SUMMER OF SAM

Susan Granger’s review of “SUMMER OF SAM” (Buena Vista/Touchstone)

The perennial question facing film-makers has always been: Should movies try to influence their audience – using morality stories, fables, fantasies, etc. – or should movies simply, often boldly, reflect the society of their time? Spike Lee chooses the latter. There’s no doubt that the anger and violence, stupidity and intolerance that he depicts are real. But do you really want to spend a sluggish two hours with these unpleasant, unsavory characters? Set in the sweltering summer of ’77, when the Son of Sam psychopath, David Berkowitz, went on his bloody killing spree in the Bronx, the story revolves around two couples who are long-time friends.
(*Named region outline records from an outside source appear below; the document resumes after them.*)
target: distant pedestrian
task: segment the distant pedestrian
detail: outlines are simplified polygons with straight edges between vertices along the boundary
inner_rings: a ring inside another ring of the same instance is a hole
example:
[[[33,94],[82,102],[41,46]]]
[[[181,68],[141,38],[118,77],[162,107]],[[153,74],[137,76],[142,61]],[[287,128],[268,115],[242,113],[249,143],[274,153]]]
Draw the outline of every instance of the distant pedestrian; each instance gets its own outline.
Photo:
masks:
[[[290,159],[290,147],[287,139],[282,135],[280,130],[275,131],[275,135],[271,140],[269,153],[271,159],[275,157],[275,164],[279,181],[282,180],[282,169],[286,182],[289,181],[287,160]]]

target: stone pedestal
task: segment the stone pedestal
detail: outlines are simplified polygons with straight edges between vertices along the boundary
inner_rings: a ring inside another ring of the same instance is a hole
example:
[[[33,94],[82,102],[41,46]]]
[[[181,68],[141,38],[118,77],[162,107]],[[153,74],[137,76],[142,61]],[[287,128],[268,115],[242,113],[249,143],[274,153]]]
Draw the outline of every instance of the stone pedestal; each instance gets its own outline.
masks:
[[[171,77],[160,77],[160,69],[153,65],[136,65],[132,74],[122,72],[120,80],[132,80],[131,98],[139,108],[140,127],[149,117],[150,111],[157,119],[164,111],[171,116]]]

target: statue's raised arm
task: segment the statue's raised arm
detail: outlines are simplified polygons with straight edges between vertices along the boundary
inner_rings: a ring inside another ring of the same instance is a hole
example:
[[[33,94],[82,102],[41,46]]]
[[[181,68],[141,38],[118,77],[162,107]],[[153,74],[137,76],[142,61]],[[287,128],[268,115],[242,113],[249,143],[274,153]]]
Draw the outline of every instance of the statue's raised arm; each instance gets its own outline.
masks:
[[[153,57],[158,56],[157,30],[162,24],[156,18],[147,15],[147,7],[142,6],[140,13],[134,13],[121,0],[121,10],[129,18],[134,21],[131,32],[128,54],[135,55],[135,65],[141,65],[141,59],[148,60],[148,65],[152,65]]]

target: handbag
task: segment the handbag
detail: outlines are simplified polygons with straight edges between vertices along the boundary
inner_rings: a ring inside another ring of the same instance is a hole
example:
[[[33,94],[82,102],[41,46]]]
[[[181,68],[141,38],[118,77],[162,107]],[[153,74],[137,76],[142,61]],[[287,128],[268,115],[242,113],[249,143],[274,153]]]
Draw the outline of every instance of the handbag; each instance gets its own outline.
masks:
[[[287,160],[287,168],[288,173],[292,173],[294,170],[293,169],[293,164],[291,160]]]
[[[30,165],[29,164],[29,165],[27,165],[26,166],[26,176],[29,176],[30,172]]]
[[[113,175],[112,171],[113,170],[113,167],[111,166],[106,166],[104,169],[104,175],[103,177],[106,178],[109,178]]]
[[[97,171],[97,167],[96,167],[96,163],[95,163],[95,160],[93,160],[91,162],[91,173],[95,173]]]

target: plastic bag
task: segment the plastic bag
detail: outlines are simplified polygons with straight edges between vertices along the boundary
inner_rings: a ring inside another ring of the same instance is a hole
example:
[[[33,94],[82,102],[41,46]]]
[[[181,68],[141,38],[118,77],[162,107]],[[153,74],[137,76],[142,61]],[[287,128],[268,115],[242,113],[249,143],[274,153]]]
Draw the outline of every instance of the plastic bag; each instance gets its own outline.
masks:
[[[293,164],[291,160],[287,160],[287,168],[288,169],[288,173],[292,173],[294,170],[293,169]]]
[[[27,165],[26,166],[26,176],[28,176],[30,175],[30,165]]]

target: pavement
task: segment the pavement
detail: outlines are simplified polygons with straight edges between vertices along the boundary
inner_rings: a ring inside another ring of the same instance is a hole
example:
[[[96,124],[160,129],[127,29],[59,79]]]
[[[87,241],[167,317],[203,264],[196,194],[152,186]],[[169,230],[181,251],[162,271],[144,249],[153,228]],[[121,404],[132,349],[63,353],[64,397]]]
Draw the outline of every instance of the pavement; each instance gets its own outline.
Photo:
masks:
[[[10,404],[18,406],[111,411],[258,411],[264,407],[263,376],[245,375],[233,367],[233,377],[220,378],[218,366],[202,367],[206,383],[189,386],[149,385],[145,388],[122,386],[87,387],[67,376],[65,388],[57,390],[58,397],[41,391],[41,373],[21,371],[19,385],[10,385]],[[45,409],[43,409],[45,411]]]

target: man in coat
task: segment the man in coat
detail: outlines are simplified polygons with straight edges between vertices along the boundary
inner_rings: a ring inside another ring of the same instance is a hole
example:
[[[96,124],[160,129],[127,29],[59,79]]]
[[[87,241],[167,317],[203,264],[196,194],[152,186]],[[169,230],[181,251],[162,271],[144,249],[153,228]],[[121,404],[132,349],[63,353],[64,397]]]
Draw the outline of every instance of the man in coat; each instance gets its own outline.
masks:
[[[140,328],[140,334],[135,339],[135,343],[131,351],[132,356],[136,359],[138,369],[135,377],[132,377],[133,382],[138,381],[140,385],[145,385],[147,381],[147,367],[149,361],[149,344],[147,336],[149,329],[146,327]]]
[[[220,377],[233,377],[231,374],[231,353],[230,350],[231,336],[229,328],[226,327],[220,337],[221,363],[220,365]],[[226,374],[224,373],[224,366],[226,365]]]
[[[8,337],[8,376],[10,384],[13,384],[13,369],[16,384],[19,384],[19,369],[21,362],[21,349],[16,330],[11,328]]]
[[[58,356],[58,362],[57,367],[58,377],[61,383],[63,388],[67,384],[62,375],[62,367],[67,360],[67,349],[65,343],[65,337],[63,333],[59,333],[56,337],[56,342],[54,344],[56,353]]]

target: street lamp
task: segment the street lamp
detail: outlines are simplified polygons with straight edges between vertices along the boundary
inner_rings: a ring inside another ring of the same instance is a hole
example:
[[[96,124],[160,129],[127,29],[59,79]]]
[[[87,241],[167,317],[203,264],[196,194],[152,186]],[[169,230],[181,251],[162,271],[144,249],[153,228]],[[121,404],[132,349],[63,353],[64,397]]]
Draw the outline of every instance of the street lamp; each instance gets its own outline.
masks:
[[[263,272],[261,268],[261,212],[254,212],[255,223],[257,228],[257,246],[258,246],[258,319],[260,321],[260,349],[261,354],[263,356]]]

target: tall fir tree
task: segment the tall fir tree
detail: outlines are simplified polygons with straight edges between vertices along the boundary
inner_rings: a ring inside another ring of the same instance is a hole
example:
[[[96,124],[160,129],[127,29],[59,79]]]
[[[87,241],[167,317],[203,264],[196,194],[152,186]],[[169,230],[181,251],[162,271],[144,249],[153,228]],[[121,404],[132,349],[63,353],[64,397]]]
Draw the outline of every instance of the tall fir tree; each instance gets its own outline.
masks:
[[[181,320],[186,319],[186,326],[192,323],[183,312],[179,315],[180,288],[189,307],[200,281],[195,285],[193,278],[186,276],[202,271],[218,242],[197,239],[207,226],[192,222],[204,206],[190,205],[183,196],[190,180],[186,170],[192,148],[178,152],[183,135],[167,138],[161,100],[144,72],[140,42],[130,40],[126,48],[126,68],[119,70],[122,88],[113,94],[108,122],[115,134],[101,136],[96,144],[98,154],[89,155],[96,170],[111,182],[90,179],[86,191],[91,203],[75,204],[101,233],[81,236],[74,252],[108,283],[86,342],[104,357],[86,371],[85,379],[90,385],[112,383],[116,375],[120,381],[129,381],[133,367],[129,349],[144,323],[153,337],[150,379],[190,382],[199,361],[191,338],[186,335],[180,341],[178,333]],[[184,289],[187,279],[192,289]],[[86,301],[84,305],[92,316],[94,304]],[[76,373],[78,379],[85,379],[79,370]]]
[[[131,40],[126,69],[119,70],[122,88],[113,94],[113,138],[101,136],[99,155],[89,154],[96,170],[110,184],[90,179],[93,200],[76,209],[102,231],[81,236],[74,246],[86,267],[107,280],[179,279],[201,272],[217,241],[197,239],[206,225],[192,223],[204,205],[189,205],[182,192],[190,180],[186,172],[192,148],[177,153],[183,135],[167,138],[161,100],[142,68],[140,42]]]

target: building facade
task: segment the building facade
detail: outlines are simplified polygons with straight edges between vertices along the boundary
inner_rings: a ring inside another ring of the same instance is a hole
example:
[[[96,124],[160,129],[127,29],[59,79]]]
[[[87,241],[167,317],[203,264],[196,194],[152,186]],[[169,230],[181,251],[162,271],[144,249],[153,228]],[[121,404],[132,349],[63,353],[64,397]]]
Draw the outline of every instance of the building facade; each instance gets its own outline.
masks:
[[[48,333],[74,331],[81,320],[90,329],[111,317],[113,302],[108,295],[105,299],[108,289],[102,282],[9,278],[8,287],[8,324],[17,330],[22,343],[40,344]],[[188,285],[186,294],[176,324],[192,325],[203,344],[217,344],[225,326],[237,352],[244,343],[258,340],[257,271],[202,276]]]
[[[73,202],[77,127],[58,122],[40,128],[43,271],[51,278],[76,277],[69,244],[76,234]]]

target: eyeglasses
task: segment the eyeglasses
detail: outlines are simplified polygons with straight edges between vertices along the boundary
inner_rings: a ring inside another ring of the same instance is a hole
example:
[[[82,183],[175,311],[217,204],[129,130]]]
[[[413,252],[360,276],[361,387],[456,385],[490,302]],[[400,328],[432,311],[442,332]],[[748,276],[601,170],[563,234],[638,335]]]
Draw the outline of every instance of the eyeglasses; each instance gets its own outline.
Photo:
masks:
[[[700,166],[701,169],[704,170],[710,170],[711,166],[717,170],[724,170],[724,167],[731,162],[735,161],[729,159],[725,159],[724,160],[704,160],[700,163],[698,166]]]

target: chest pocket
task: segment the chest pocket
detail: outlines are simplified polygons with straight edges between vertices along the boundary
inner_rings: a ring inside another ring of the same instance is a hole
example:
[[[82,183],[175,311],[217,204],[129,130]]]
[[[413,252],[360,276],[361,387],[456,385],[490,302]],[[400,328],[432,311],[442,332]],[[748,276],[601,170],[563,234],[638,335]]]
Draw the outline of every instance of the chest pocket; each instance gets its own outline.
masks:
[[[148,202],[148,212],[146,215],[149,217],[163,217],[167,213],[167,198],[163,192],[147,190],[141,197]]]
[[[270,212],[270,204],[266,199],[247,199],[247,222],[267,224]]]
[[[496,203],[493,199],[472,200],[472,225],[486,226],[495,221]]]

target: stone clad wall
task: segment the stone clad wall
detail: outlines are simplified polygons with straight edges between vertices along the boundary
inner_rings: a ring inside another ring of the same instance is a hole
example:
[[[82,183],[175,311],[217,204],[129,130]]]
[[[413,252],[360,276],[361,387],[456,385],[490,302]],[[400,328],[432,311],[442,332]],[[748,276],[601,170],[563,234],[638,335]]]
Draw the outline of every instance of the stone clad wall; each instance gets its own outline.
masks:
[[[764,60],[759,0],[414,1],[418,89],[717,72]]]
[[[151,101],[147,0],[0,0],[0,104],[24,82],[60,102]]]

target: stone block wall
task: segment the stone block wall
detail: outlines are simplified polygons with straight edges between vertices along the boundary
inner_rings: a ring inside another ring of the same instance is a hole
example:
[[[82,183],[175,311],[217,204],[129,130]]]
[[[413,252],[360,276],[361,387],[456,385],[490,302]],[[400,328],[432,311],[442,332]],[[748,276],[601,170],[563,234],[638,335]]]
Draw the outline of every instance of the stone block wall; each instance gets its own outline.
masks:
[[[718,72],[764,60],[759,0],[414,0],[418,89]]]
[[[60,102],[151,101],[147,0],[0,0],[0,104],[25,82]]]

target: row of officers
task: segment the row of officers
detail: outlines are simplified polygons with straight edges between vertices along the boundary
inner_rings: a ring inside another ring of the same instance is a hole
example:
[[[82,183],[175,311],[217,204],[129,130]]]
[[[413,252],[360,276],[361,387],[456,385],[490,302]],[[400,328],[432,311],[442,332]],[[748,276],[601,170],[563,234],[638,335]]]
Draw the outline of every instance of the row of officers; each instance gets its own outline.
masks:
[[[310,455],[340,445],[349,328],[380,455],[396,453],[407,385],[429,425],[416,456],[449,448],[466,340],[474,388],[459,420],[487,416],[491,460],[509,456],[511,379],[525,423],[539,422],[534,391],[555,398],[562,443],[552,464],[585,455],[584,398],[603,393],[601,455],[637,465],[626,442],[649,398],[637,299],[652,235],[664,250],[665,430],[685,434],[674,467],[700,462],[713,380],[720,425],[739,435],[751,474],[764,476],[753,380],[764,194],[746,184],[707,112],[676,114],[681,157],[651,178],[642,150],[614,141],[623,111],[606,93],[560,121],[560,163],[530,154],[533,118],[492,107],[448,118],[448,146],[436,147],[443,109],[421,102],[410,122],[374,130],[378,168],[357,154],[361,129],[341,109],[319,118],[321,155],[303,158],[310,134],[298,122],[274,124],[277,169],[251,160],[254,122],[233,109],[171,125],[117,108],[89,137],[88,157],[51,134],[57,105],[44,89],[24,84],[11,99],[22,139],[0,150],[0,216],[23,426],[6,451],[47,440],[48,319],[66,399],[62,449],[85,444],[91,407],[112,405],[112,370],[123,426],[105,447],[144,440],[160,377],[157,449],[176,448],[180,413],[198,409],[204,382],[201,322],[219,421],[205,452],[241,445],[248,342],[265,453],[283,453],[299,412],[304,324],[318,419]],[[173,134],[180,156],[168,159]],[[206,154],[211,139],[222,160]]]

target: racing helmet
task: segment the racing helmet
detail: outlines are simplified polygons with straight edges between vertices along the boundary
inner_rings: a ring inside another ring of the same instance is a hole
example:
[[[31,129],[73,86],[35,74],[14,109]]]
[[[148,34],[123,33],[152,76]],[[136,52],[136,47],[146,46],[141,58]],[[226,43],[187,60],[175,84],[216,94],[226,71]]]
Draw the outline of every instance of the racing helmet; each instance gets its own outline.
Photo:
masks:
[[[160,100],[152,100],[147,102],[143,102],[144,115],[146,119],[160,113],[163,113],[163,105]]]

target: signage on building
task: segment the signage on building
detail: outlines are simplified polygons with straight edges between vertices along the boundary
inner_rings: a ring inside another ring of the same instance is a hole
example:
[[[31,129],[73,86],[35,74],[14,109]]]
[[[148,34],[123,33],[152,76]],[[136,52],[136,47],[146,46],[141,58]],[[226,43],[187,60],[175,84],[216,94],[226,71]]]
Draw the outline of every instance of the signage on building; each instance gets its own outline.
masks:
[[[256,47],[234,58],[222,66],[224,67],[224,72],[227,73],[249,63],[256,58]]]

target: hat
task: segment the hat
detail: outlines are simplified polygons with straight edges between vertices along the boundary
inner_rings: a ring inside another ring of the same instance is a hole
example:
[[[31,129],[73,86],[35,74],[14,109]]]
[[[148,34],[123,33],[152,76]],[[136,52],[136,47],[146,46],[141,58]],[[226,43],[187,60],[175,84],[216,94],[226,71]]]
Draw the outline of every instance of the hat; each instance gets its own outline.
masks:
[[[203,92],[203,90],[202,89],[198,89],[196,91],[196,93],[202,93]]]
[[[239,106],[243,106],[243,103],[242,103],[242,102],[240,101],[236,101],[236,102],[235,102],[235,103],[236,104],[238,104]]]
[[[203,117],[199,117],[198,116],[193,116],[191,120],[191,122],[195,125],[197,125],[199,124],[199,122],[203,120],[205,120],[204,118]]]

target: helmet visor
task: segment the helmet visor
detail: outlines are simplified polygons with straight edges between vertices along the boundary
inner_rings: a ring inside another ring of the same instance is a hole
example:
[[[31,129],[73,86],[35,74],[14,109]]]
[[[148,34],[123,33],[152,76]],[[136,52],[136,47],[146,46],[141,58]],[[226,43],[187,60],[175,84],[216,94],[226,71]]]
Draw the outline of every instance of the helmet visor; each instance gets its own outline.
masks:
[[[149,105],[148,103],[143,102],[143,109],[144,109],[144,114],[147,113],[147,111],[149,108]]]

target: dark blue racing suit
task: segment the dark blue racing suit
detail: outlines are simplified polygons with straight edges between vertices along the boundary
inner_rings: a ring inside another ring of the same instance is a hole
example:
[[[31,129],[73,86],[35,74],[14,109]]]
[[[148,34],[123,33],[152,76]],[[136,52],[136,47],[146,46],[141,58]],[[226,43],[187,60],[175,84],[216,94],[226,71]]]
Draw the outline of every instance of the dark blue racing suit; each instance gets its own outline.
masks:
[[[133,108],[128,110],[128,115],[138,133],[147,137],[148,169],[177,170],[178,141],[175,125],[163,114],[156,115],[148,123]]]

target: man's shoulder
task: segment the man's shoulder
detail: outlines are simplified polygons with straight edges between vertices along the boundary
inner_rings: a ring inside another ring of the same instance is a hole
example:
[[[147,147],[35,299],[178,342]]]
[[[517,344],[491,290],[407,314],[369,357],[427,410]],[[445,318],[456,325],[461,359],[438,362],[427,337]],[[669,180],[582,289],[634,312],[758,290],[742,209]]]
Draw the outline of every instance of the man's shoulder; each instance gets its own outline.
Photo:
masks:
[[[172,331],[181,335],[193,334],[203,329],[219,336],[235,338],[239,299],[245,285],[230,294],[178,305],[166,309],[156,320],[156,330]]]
Mira Sorvino and John Leguizamo are into disco, while Jennifer Esposito and Adrien Brody are punk rockers. Each has his/her own sexually explicit problems (mostly drug-connected) but, collectively, they’re spooked as they’re swept into the gruesome details of Berkowitz’s indiscriminate slaughter. And Ben Gazzara scores as the local crime kingpin who is determined to protect his neighborhood. Problem is: there’s no bond between the moronic characters and the audience. Is it the one-dimensional roles in the episodic screenplay by Victor Colicchio, Michael Imperioli, and Spike Lee? Perhaps. But, as a director, Lee seems out of his element with these idiosyncratic Italian-Bronx characters and keeps us utterly detached. And, as an actor, Lee delivers a wretched performance as a TV newscaster overemphasizing each line. While this film is visually stylish and vigorous with pertinent historical imagery, it is, as Jimmy Breslin says, just one of eight million stories of the naked city – and quite a racist one at that. On the Granger Movie Gauge of 1 to 10, “Summer of Sam” is a bleak, brutal, repellent 3. Don’t say you weren’t warned.